FREDERICTON (GNB) – The following statement was issued today by Nathalie Chiasson, chair of the New Brunswick Human Rights Commission, on the occasion of National Aboriginal Day, June 21:

The day celebrates its 20th anniversary this year with the theme 20 Years of Strong and Vibrant Cultures and Traditions. It is an opportunity for us to highlight the heritage, contributions, and culture of First Nations, Inuit and Métis across Canada. June 21, which corresponds to the summer solstice, is the longest day of the year and was chosen owing to its significance for many Aboriginal people.

According to the 2011 census, nearly 22,700 New Brunswickers are Aboriginal. New Brunswick has 15 distinct and diverse First Nation communities, including six Maliseet (or Wolastoqiyik) along the St. John River and nine Mi'kmaq communities along the province’s east and north shores.

On this day, it is necessary to educate ourselves and accentuate our collaboration to eliminate the systematic discrimination against the First Nation peoples of New Brunswick.
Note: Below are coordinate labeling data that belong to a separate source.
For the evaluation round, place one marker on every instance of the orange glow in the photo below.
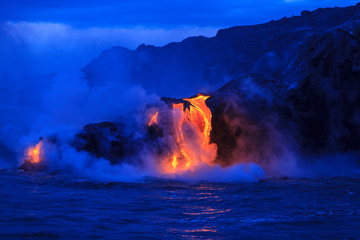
(192, 127)
(153, 119)
(174, 162)
(34, 153)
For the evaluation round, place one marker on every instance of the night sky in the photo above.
(72, 32)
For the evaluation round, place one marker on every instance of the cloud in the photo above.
(54, 47)
(157, 13)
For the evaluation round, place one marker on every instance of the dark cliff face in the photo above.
(200, 64)
(295, 88)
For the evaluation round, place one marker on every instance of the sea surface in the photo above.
(42, 206)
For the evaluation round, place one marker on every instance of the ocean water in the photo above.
(42, 206)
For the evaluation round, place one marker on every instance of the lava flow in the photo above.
(191, 128)
(34, 153)
(153, 119)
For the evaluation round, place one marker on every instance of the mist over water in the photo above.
(44, 94)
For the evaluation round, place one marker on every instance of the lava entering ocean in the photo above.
(34, 153)
(191, 127)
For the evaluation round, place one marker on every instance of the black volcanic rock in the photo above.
(104, 139)
(295, 86)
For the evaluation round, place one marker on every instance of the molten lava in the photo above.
(153, 119)
(34, 153)
(192, 128)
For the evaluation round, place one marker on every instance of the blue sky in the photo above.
(54, 35)
(157, 13)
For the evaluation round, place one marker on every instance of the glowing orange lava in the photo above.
(153, 119)
(192, 128)
(34, 153)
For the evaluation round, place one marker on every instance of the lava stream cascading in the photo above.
(192, 127)
(153, 119)
(34, 154)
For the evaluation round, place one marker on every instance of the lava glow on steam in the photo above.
(191, 127)
(33, 154)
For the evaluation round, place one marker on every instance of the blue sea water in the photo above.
(43, 206)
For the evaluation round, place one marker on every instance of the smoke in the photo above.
(44, 95)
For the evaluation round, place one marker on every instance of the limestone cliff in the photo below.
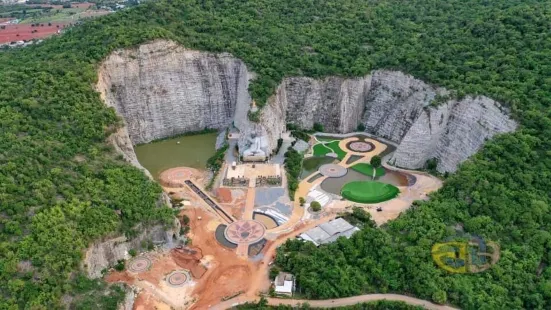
(397, 107)
(162, 89)
(105, 254)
In this regard, recent events have marked our history and deserve to be highlighted: the final report of Canada’s Truth and Reconciliation Commission and the establishment of a National Inquiry into Missing and Murdered Indigenous Women and Girls in December 2015, as well as the announcement this past May that Canada now fully supports the United Nations Declaration on the Rights of Indigenous Peoples.

In New Brunswick, I underscore the partnership between the Department of Education and Early Childhood Development and the Bouton d'or Acadie publishing house, which aims to showcase the indigenous cultures of our province and to answer the calls to action of the Truth and Reconciliation Commission. Their initiative resulted in the discovery of six books from the Wabanaki collection by young people attending a francophone school in Neguac. The books present First Nation stories published in English, French, and an Aboriginal language (Mi'kmaq or Passamaquoddy).

These events encourage us to establish a new relationship with First Nation people, to fully participate in improving our understanding of the culture of the other through the sharing, recognition of their rights and way of life, and respect and co-operation.

To that end, I invite you to take part in gatherings that showcase the First Nation culture and heritage by participating in powwows, festivals and indigenous activities organized in the province and use them to learn more about Aboriginal customs, history and traditions.

Since 1967, the New Brunswick Human Rights Commission has protected and promoted the values associated with human rights, such as respect, appreciation for diversity, and absence of discrimination. The commission will turn 50 in 2017, a year that will be a focal point for expanding recognition of the basic principle that all human beings are equal in dignity and rights.